Широко вобравший традиции иезуитских школ, англо-библейской пропаганды, немецкого благочестия, французской светскости и даже австрийской разведки, лицей нес неизгладимые черты своего иноземного происхождения и своих реакционных задач. Из «двух культур» тогдашнего Запада высокопоставленные учредители и угодливые начальники лицея, не колеблясь, выбрали традицию сословного аристократизма, политической реакции и идейной контрреволюции. Это направление фактически поддерживал рядом мероприятий по военизации царскосельской школы и беспощадный враг всяческого «вольтерьянства» всесильный Аракчеев, лично назначенный в лицей главноначальствующим и всячески стремившийся приблизить гуманитарный институт к типу школы подпрапорщиков или юнкерского училища.
На совершенно иных путях развивалась свободная русская педагогическая мысль, проникавшая в лицей вопреки воле его основателя, представленная немногими профессорами и захватившая нескольких лучших и талантливейших воспитанников. Это была возникавшая декабристская педагогика. С ней постоянно боролись директора и главные наставники лицея, но именно она побеждала в сердцах и умах нескольких даровитейших лицеистов. Их было немного.
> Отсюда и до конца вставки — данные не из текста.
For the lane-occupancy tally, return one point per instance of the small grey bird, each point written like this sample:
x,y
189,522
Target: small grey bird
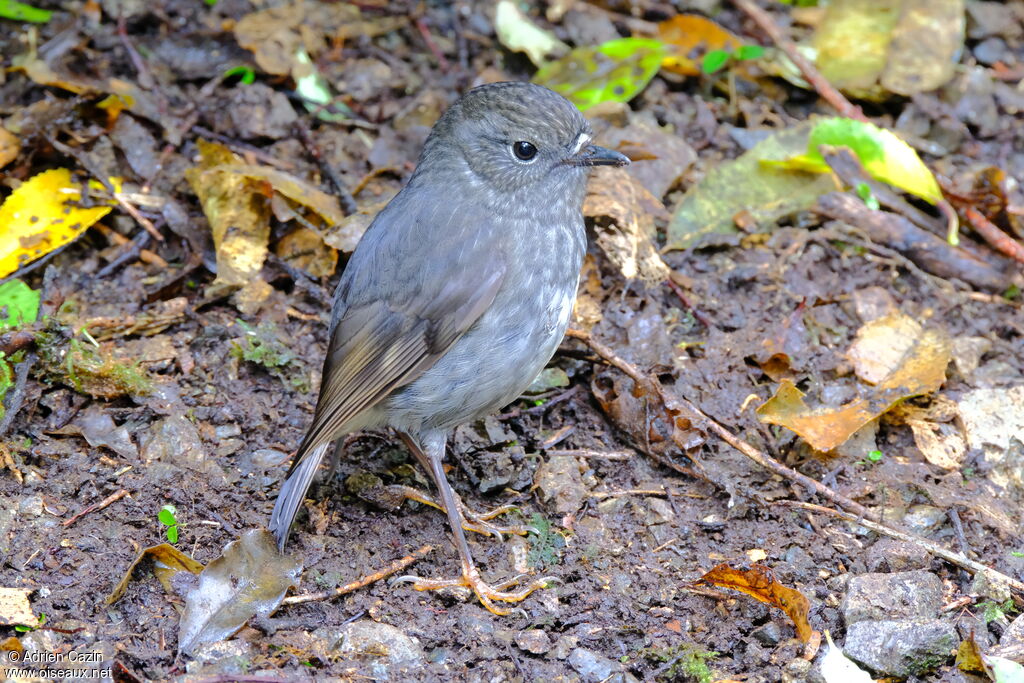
x,y
458,294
Все прочие охотно шли официальным путем: Горчаков, Корф, Ломоносов, Стевен истово готовились к тем постам министров, губернаторов, послов, директоров департаментов, которые они вскоре и заняли.
Но первый лицейский курс навсегда облачили легендарной славой и лучезарной поэзией не это благоденствующее большинство, а отверженцы императорской России – Пушкин, Пущин, Дельвиг, Кюхельбекер, Вольховский, пренебрегшие чинами и почестями для творчества и борьбы. К лицею буквально применимы слова Герцена о русском обществе александровского времени: «Образование, ум, жажда воли – все это было теперь в другом поясе, в другой среде, не дворцовой; в ней была юность, отвага, ширь, поэзия, Пушкин, рубцы 1812 года, зеленые лавры и белые кресты…»
Так всегда считал и сам поэт. Лицей для него – это несколько друзей и память о Куницыне и Галиче. Остальное отвергнуто и забыто. «Европеизированный» дворянский институт, относившийся с величайшим пренебрежением к «мужицким» песням, резко прервал живую связь поэта с эпическими народными образами, так ярко озарившими мир его детства.
Все это национальное, народное, героическое проникало в лицей лишь через немногих «внешних» друзей старшего курса – первых декабристов и особенно через русскую литературу (как верно отметил Мицкевич). Стихи действительно спасали от официальной педагогики. Главным стимулом развития Пушкина в школьные годы было общение с крупными русскими писателями и молодой товарищеской средой, где уже развивались лирики различных направлений.